Face à elle-même, son histoire se déverse sous ses yeux en même temps qu’elle se déverse aux yeux du lecteur. Le style est très relâché, typique des jeunes (en même temps, Grace n’a que 17 ans et révèle les caractéristiques quelque peu énervantes des adolescents : elle s’avère être peu réfléchie sur de nombreux points, elle ne cherche pas à comprendre, se laisse aller et berner, dérive de plus en plus, n’essaie pas de s’en sortir). Son caractère est vraiment peu enviable (je ne vous en dit pas plus ^^) et énervant (mais qui n’a jamais agi comme ça une fois dans sa vie d’ado ?) Après tout, les hormones, les petites choses qui prennent une grande importance, la vision restreinte du monde plus le fait qu’elle n’aille pas bien, forcément son caractère peut être exécrable à certains moments.

Et c’est compréhensible car personne ne l’aide réellement : sa meilleure amie est trop jeune pour comprendre ses problèmes d’automutilation et pourquoi Grace agit ainsi (comme cette dernière ne lui explique pas non plus toutes les horreurs de son passé, son amie ne risque pas de tout saisir pour l’aider).
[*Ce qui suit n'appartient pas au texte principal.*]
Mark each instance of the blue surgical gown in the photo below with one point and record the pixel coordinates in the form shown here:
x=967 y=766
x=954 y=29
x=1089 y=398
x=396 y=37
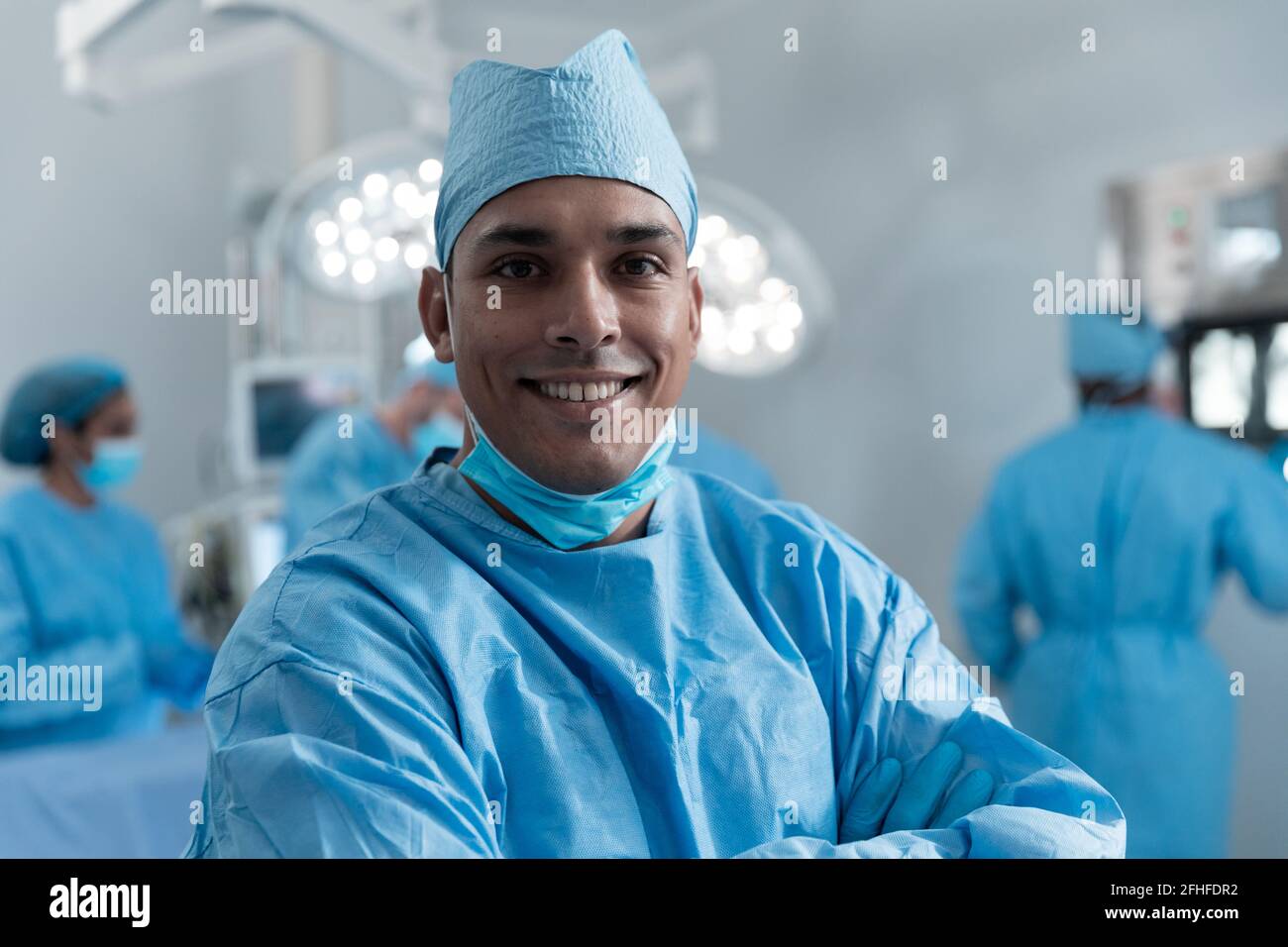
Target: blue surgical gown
x=326 y=471
x=88 y=586
x=421 y=678
x=1120 y=680
x=717 y=455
Son copain, Nat, est étrange. Son caractère est trop changeant cache quelque chose, ce dont Grace se doute, mais elle a trop peur d’affronter la vérité. Cette vérité qui pourrait pourtant lui permettre d’avancer. Sa mère est un monstre mais elle reste humaine. Elle a perdu son mari, elle est aussi mal que sa fille, et chacune d’entre elles trouvent un moyen d’avancer, le problème est qu’elles le font séparément, qu’elles se perdent l’une et l’autre alors que tout aurait été différent si sa mère avait réellement joué ce rôle.

En ce qui concerne le fil de l’histoire, et bien, il avance lentement. Le lecteur comprend vite ce qui se trame, il y a peu de rebondissements et, quelque fois, j’ai eu envie de me frapper la tête tellement il était difficile pour Grace de ne pas voir ce qu’il se passe. Mais en même temps, cette lenteur démontre le traumatisme de Grace, ses sentiments confus. Elle n’est pas stupide, elle avance juste à son rythme (et chacun possède son propre rythme) tout ce qui compte au final, est le fait d’avancer. Grâce à Ethan, son kidnappeur, elle se réalise peu à peu dans la solitude, elle se retrouve enfin face à elle-même et n’a d’autres choix que de se regarder réellement.

L’auteure aborde donc bien la jeunesse, les sentiments. Son style est simple (trop mais cela apporte une certaine vraisemblance, car après tout, Grace est la narratrice de sa propre histoire). La seule chose réellement gênante est la mise en forme finale, qui embrouille un peu (en tout cas, pour moi, ça a été le cas). Parfois, je n’arrivais pas à savoir qui parlait…et peut-être suis-je passée à côté de certaines choses ? Mais je ne regrette pas cette lecture captivante, le livre est épais mais il se lit très vite et facilement.